Complements sur les extensions entre series principales p-adiques et modulo p de G(F)

TL;DR

This paper completes the classification of extensions between principal series representations of split reductive groups over local fields, revealing new phenomena and computing derived functors related to ordinary parts.

Contribution

It extends previous work by determining all extensions between principal series over F, including non-split and non-generic cases, and computes derived functors of ordinary parts.

Findings

Existence of multiple non-isomorphic non-split extensions between principal series.

Complete description of self-extensions in non-generic cases.

Extension computations between principal series and ordinary representations.

Abstract

We complete the results of a previous article.
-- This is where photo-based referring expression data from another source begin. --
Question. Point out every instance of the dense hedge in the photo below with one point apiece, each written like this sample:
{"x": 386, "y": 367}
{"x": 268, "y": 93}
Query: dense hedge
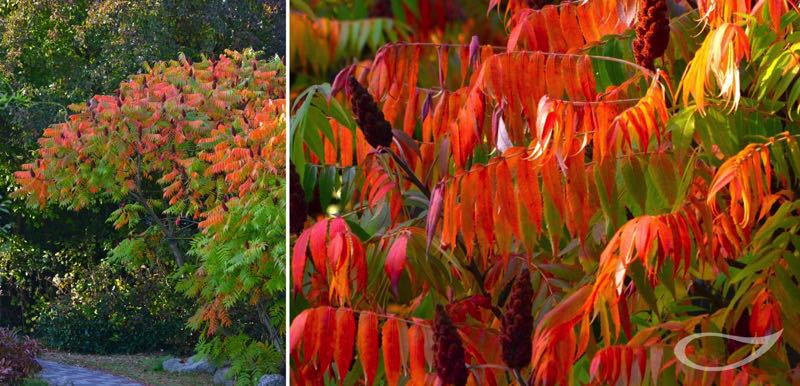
{"x": 109, "y": 313}
{"x": 17, "y": 357}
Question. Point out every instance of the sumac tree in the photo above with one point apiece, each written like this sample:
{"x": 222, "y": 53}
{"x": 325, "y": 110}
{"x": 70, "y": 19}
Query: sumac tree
{"x": 640, "y": 202}
{"x": 190, "y": 152}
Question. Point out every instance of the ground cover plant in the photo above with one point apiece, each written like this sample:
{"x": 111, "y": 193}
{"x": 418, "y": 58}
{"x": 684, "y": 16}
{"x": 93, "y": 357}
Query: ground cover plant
{"x": 562, "y": 208}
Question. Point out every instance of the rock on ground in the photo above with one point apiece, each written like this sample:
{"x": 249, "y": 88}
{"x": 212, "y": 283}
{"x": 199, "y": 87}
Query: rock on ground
{"x": 191, "y": 365}
{"x": 219, "y": 377}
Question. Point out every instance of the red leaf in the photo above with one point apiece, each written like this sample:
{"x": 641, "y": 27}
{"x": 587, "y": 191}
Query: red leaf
{"x": 299, "y": 260}
{"x": 418, "y": 363}
{"x": 396, "y": 260}
{"x": 318, "y": 237}
{"x": 297, "y": 329}
{"x": 344, "y": 340}
{"x": 434, "y": 210}
{"x": 367, "y": 342}
{"x": 392, "y": 361}
{"x": 327, "y": 319}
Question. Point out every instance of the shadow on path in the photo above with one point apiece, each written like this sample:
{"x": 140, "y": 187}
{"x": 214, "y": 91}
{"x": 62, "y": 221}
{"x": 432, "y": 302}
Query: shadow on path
{"x": 58, "y": 374}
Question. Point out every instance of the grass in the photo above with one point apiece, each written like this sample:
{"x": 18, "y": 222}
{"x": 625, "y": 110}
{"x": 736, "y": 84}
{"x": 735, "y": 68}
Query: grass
{"x": 144, "y": 368}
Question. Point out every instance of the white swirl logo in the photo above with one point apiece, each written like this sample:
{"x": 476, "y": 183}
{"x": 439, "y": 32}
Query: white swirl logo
{"x": 766, "y": 343}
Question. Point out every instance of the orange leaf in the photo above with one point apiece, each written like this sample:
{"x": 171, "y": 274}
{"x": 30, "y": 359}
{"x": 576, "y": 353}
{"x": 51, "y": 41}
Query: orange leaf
{"x": 344, "y": 340}
{"x": 367, "y": 342}
{"x": 418, "y": 363}
{"x": 392, "y": 361}
{"x": 396, "y": 260}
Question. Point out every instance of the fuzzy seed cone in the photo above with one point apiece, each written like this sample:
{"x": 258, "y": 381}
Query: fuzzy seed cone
{"x": 370, "y": 118}
{"x": 448, "y": 351}
{"x": 298, "y": 210}
{"x": 518, "y": 323}
{"x": 652, "y": 32}
{"x": 381, "y": 8}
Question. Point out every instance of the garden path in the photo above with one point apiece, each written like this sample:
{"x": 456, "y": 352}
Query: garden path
{"x": 58, "y": 374}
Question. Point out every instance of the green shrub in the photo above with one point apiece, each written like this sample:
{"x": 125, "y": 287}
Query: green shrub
{"x": 117, "y": 313}
{"x": 17, "y": 357}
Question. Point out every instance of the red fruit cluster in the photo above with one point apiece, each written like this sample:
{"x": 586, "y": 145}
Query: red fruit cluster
{"x": 518, "y": 323}
{"x": 652, "y": 32}
{"x": 448, "y": 351}
{"x": 298, "y": 209}
{"x": 370, "y": 118}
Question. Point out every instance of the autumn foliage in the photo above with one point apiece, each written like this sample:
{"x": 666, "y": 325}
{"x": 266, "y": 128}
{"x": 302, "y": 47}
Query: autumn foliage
{"x": 189, "y": 151}
{"x": 552, "y": 193}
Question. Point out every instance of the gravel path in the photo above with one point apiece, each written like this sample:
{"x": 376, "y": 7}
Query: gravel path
{"x": 58, "y": 374}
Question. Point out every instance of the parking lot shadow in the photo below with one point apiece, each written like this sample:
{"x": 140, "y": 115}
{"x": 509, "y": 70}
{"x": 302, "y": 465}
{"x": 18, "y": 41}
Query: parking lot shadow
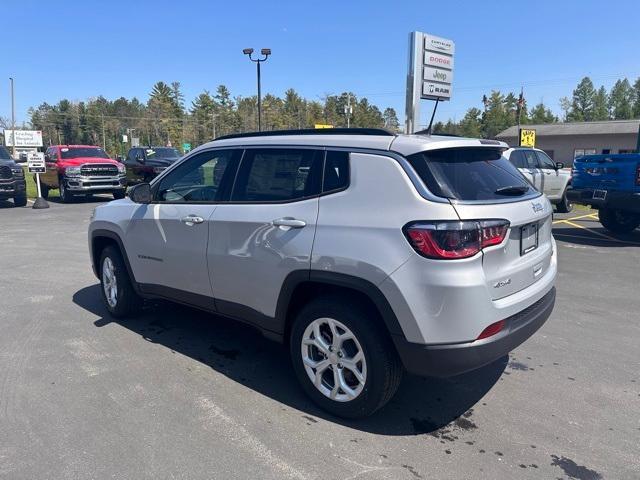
{"x": 421, "y": 406}
{"x": 596, "y": 237}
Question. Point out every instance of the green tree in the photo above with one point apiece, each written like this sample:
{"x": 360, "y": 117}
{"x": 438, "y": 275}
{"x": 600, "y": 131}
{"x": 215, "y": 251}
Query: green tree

Let $G$ be a split connected reductive group over a finite extension $F$ of $\mathbb{Q}_p$. When $F=\mathbb{Q}_p$, we determine the extensions between unitary continuous $p$-adic and smooth mod $p$ principal series of $G(\mathbb{Q}_p)$ without assuming the centre of $G$ connected nor the derived group of $G$ simply connected. This shows a new phenomenon: there may exist several non-isomorphic non-split extensions between two distinct principal series. We also complete the computations of self-extensions of a principal series in the non-generic cases when the centre of $G$ is connected. Finally, we determine the extensions of a principal series of $G(F)$ by an "ordinary" representation of $G(F)$ (i.e. parabolically induced from a special representation twisted by a character). In order to do so, we compute Emerton's $\delta$-functor $\mathrm{H^\bullet Ord}_{B(F)}$ of derived ordinary parts with respect to a Borel subgroup on an ordinary representation of $G(F)$.